MT=19, 20, 21, 38 Multi-chance fission cross sections
Calculated with CCONE code, and renormalized to the total
fission cross section (MT=18).
MT=102 Capture cross section
Based on JENDL-3.3/2/ data which were evaluated as follows:
Below 300 keV, evaluation was mainly based on the data
measured by Kazakov et al./74/. Above 300 keV, data were
taken from JENDL-2 which were determined mainly from the
measurements by Poenitz/75/, Panitkin and Sherman/76/,
Moxon/77/, Fricke et al./78/ and Menlove and Poenitz/79/.
Above 1 MeV, statistical model calculation was made, and
direct and semi-direct capture cross section was calculated
with DSD code/80/.
They were slightly modified by considering integral data.
MF= 4 Angular distributions of secondary neutrons
MT=2 Elastic scattering
Calculated with CCONE code.
MT=18 Fission
Isotropic distributions in the laboratory system were assumed.
MF=5 Energy Distributions of Secondary Neutrons
MT=18 Prompt fission neutrons
Below 5 MeV, data of JENDL-3.3/2/ were adopted.
Comment of JENDL-3.3:
* Distributions were calculated with the modified Madland-Nix
model/81,82/. The compound nucleus formation cross
sections for fission fragments (FF) were calculated using
Bechetti-Greenlees potential/83/. Up to 3rd-chance-fission
were considered at high incident neutron energies.
Parameters adopted:
Total average FF kinetic energy = 167.41 - 172.65 MeV
Average energy release = 186.115 - 186.364 MeV
Average mass number of light FF = 99 - 111
Average mass number of heavy FF = 128 - 140
Level density of the light FF = 10.106 - 10.963
Level density of the heavy FF = 11.441 - 7.811
Ratio of nuclear temperature
for light to heavy FF = 1.0
Note that the parameters vary with the incident energy
within the indicated range.
Above 5.5 MeV, the spectra calculated with CCONE code /33/
were adopted.
MT=455 Delayed neutrons
(same as JENDL-3.3)
Taken from Brady and England/84/. Group abundace parameters
were adjusted so as to reproduce total delayed neutron
emission rate measured by Keepin/6/, and East et al./85/.
MF= 6 Energy-angle distributions
Calculated with CCONE code.
Distributions from fission (MT=18) are not included.

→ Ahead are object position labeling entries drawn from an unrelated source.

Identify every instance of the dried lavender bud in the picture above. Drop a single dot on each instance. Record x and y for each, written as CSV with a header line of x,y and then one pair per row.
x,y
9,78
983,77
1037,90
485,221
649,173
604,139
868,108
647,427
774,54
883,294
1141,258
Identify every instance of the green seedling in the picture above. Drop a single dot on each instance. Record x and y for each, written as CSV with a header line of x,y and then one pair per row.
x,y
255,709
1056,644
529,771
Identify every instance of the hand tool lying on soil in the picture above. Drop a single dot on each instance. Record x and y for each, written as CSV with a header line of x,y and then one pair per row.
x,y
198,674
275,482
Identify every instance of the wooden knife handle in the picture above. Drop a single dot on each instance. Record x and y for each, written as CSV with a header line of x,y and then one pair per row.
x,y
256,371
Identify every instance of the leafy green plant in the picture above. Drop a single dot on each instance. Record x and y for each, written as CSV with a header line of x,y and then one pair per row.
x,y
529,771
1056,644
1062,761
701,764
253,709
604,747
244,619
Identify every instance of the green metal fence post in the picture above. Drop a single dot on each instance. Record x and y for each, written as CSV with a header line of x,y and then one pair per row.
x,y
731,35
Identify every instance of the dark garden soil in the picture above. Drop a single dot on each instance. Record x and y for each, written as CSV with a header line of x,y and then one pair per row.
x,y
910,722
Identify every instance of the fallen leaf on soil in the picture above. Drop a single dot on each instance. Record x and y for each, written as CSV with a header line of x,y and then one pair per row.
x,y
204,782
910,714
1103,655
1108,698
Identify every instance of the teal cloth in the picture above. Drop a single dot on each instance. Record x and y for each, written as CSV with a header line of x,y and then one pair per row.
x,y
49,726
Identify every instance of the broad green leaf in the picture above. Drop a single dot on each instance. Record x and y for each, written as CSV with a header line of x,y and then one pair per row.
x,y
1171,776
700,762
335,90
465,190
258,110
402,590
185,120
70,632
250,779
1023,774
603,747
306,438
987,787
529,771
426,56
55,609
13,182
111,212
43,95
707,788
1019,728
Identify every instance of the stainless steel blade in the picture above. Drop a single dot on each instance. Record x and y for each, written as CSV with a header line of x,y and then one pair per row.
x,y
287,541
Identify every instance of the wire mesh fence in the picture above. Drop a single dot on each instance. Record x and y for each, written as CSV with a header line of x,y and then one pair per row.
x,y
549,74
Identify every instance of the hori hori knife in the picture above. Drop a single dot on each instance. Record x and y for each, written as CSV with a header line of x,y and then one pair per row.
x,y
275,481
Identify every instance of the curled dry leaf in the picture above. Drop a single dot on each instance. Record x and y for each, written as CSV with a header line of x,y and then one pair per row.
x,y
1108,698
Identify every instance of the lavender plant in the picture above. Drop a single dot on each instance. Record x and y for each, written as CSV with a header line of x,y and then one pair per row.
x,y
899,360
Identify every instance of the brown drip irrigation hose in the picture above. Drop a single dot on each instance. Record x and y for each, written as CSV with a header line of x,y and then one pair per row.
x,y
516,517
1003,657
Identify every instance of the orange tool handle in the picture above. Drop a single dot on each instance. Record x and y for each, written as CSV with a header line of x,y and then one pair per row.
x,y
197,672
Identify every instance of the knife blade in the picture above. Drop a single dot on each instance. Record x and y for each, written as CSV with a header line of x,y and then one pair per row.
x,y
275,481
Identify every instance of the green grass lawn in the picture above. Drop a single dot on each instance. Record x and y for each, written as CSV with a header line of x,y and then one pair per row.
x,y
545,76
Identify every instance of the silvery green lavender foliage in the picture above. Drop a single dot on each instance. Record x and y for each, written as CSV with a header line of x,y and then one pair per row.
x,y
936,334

MF=12 Photon Production Multiplicities (option 1)
MT=18 Fission
(same as JENDL-3.3)
The thermal neutron-induced fission gamma spectrum of U-235
measured by Verbinski et al./86/ was adopted for the whole
energy region. The intensity of photon below 0.14 MeV, where
no data were given, was assumed to be the same as that
between 0.14 and 0.3 MeV.
Data were extended up to 20 MeV for JENDL-4.0.
MF=14 Angular Distributions of Photons
Isotropic distributions were assumed for all sections.
MF=15 Continuous Photon Energy Spectra
MT=18 Fission
(same as JENDL-3.3)
U-235 spectra measured by Verbinski et al./86/.
MF=31 Covariances of average number of neutrons per fission
MT=452 Number of neutrons per fission
Combination of covariances for MT=455 and MT=456.
MT=455
Same as JENDL-3.3/2/.
MT=456
Covariance was obtained by fitting to the experimental
data (see MF1,MT456).
MF=32 Covariances of resonance parameters
Format of LCOMP=2 was adopted.
The covariance matrix was given to the resonance parameters
up to 2 keV, and the energy range was set to 1.0e-5 eV to
1.5 keV. The covariance matrix of resonance parameters was
taken from ORNL evaluation /87,88/.
MF=33 Covariances of neutron cross sections
Covariances were given to all the cross sections by using
KALMAN code/89/ and the covariances of model parameters
used in the theoretical calculations.
For the following cross sections, covariances were determined
by different methods.
MT= 1, 2 Total and elastic scattering cross sections
In the energy range from 1.5 to 20 keV, uncertainty of 5% was
assumed. Above 20 keV, covariance of the CCONE calculation
was adopted.
MT=18 Fission cross section
In the energy range below 400 keV, uncertainty of 80% was
assumed.
Above 400 keV, covariance matrix was obtained by simultaneous
evaluation among the fission cross sections of U-233, U-235,
U-238, Pu-239, Pu-240 and Pu-241(See MF=3, MT=18, and /1/).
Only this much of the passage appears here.